Il giudice tiene conto dei valori medi di cui alle tabelle allegate, che, in applicazione dei parametri generali, possono essere aumentati fino al 50 per cento, ovvero possono essere diminuiti in ogni caso non oltre il 50 per cento.” - per altro verso, l'orientamento giurisprudenziale per cui «in tema di patrocinio a spese dello Stato, la disposizione di cui all'art. 82 del d.P.R. 30 maggio 2002, n. 115, che impone di liquidare l'onorario e le spese al difensore in modo che l'importo non risulti superiore ai valori medi delle tariffe professionali vigenti, va interpretata nel senso che la media dei valori tariffari funge da limite massimo, non nel senso che la liquidazione debba avvenire necessariamente secondo la media delle tariffe, potendo il compenso essere liquidato anche in misura inferiore alla media, purché non al di sotto delle tariffe minime» (cfr. Cass. Sez. 6, n. 26643 del 12.12.2011), a prescindere dalla operatività della decurtazione prevista dall'applicazione della normativa speciale del gratuito patrocinio, la cui modalità di liquidazione non costituisce violazione del minimo tariffario.

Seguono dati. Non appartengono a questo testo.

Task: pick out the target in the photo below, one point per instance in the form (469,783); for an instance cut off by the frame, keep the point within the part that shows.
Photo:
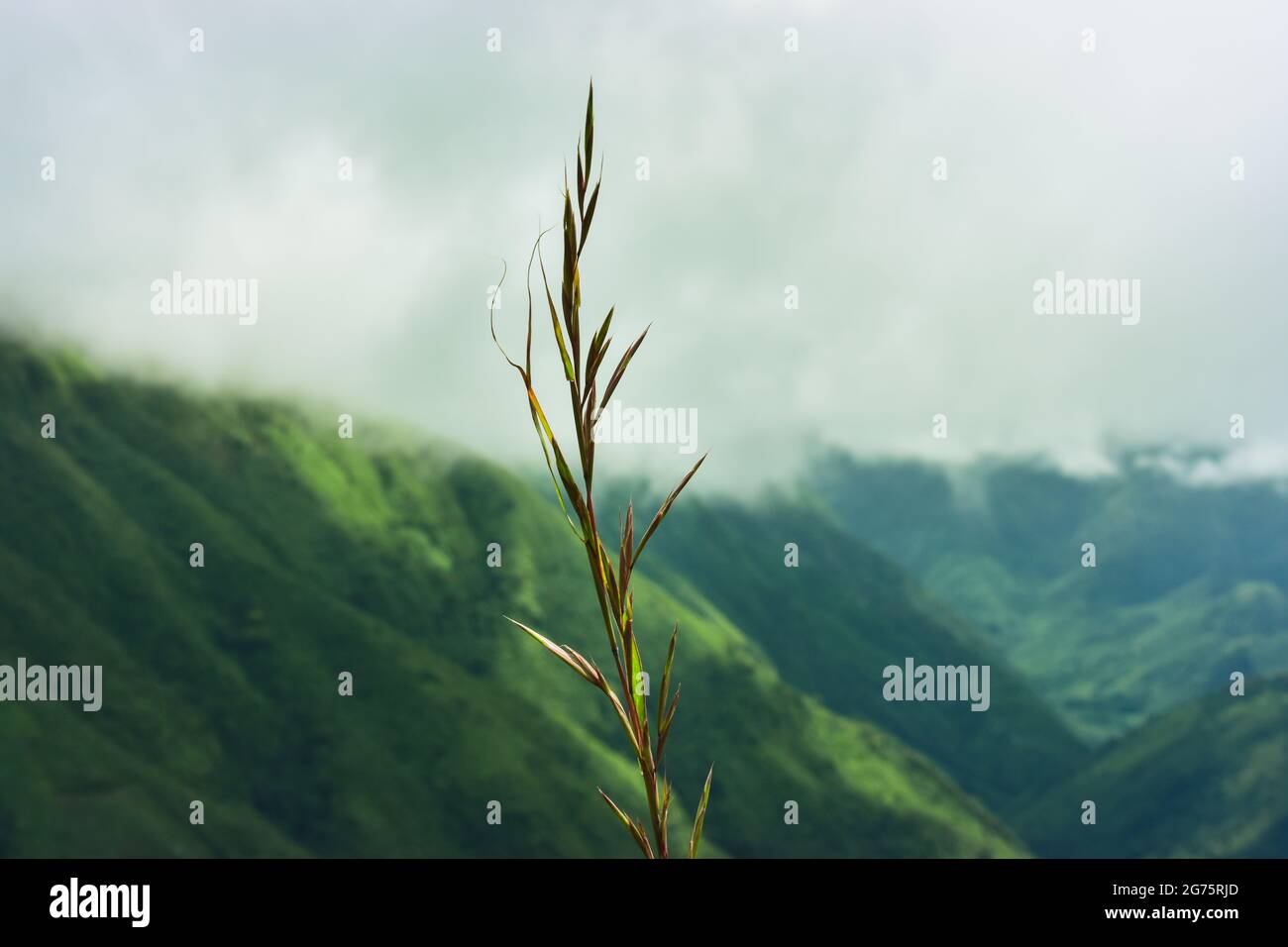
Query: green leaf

Passando al caso in esame, deve senz'altro affermarsi in relazione ad un giudizio come quello di cui all'art. 445-bis, commi 1, 3 e 4, c.p.c., caratterizzato dall'assenza di questioni giuridiche e di fatto che non siano quelle demandate alla consulenza medico-legale, che sussistono i presupposti per operare la riduzione dei compensi rispetto ai valori medi (cfr. in tal senso Cass. Sentenza n. 29311 del 2020), per cui applicando i valori previsti dal D.M. 55/2014 così come aggiornato dal D.M.
- 4 - 147/2022 per i procedimenti di istruzione preventiva, con riferimento allo scaglione come sopra determinato (da euro 5.200,01 a euro 26.000,00), è liquidabile per l'attività espletata dall'avv. Lorenzo Mario Zangari, la somma di euro 1.285,35 (data dai valori medi ridotti del 45% corrispondenti a euro 311,85 per la fase di studio, euro 389,95 per la fase introduttiva ed euro 583,55 per la fase decisionale). Tale somma va decurtata della metà ai sensi dell'art. 130 DPR 115/2002, per cui la liquidazione in favore dell'avv. Zangari è pari a complessivi euro 642,67.
§ 3. Le spese del giudizio seguono la soccombenza e vanno liquidate a favore dell'istante, applicando i valori previsti dal D.M. 55/2014 così come aggiornato dal
D.M. 147/2022 per lo scaglione fino a euro 5.200,01, esclusa la fase istruttoria non esperita e applicando la riduzione del 50 %, tenuto conto della non particolare complessità delle questioni giuridiche affrontate.
P.Q.M.
Il Tribunale, definitivamente pronunciando nella causa promossa da Avv.
Lorenzo Mario Zangari nei confronti del , ogni diversa e Controparte_1
ulteriore istanza, eccezione e deduzione disattesa, così provvede:
1. Accoglie l'opposizione e per l'effetto in riforma dell'impugnato decreto di pagamento ridetermina il compenso liquidato in favore dell'avv. Lorenzo
Mario Zangari in complessivi euro 642,67 oltre spese forfetarie al 15 %, IVA
e CPA come per legge;
2. Condanna il al pagamento delle spese di lite in Controparte_1
favore del ricorrente, liquidate in complessivi euro 280,00 di cui euro 49,00 per esborsi ed euro 231,00 per compensi, oltre spese forfetarie al 15 %, IVA
e CPA come per legge.
Così deciso in Locri il 18 luglio 2025.